This page has been developed to provide you with a guideline when contacting resources who may be able to help you with a competent defense.

Do not send blanket requests asking someone to help you.

This may be the most stressful situation in your life. As such, the emotions and feelings of panic, disbelief and fury are not only normal, but are to be expected. However, statements you make, whether in an email or by phone, have the potential to get into the wrong hands and may be used against you.

Many people who are accused of SBS panic and send out mass emails to anyone that they feel can help their cause. Unfortunately, this can do more damage than good.

Instead of detailing your entire case in an email, simply provide basic information so that resources can contact you. Here’s an example: “My name is Sue Hanson. I’ve been charged with class III felony child abuse. The state claims that my son has shaken baby syndrome. He is currently in intensive care. I am currently looking for an attorney in the Chicago area and was referred to you by I’d like to know if we could speak briefly by phone. If so, could you please contact me at 708-555-1212. Thanks.”

Create a timeline of relevant information and an organized list of your questions.

When you are contacted by an attorney at your request, be as concise as possible as to respect the attorney’s time. Try to summarize the details in an orderly fashion. This will not only help you organize your thoughts, but will also provide a valuable tool for your attorney during the course of your case.

Secondly, try to think of questions in advance. Some examples might be: “What happens from here as it relates to trial procedure? What is your retainer amount? How much can I expect or plan it will cost for me to go to trial? What is the possible sentencing structure like for the crime I’ve been charged with?”

Attorneys are not therapists.

There are lots of attorneys out there. Some are more to the point and want to spend little time agonizing with you over the emotional impact your case is causing you. Others may listen patiently for hours on end. And finally, there are some that will listen for brief periods before you are cut off. There is really no right or wrong response.

However, realize that attorneys are not therapists. They can’t help you cope with the emotional aspects of the trauma you are experiencing. Save your ranting and raving for your family, friends or a therapist (if your therapist is covered as a privileged contact-or someone that could not be called in to testify in court for statements you make to him/her.)

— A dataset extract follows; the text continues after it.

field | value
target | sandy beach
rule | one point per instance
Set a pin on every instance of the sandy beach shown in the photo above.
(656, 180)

Realizing that attorneys are not therapists in the beginning will not only keep your legal bills to a minimum, but it can also keep your attorney focused on your case and not on your emotional trauma.

Expect to pay for services.

Rarely do private attorneys and legal consultants provide services for free. They have families to support and bills to pay. While most attorneys will gladly speak to you regarding your case initially for free, they do expect payment for subsequent calls.

Attorneys do not possess super powers.

Attorneys have lots of information about the inner workings of the legal and justice system. However, they are humans just like you. From time to time, they make mistakes or bad choices. For the most part, however, these mistakes and bad choices will not gravely impact your case.

Many people accused of a crime expect for attorneys to make a few calls, pull a few strings and get them out of the jam. This is hardly the case. In some situations, where evidence is extremely weak, defense attorneys can have a case dismissed. These cases, however, are extremely rare. Your attorney will likely lack a magic wand or fairy dust to sprinkle over your case. They do not possess the power to change fate. As such, it is best if you treat them as a peer who has special knowledge of the justice system, rather than someone with super powers.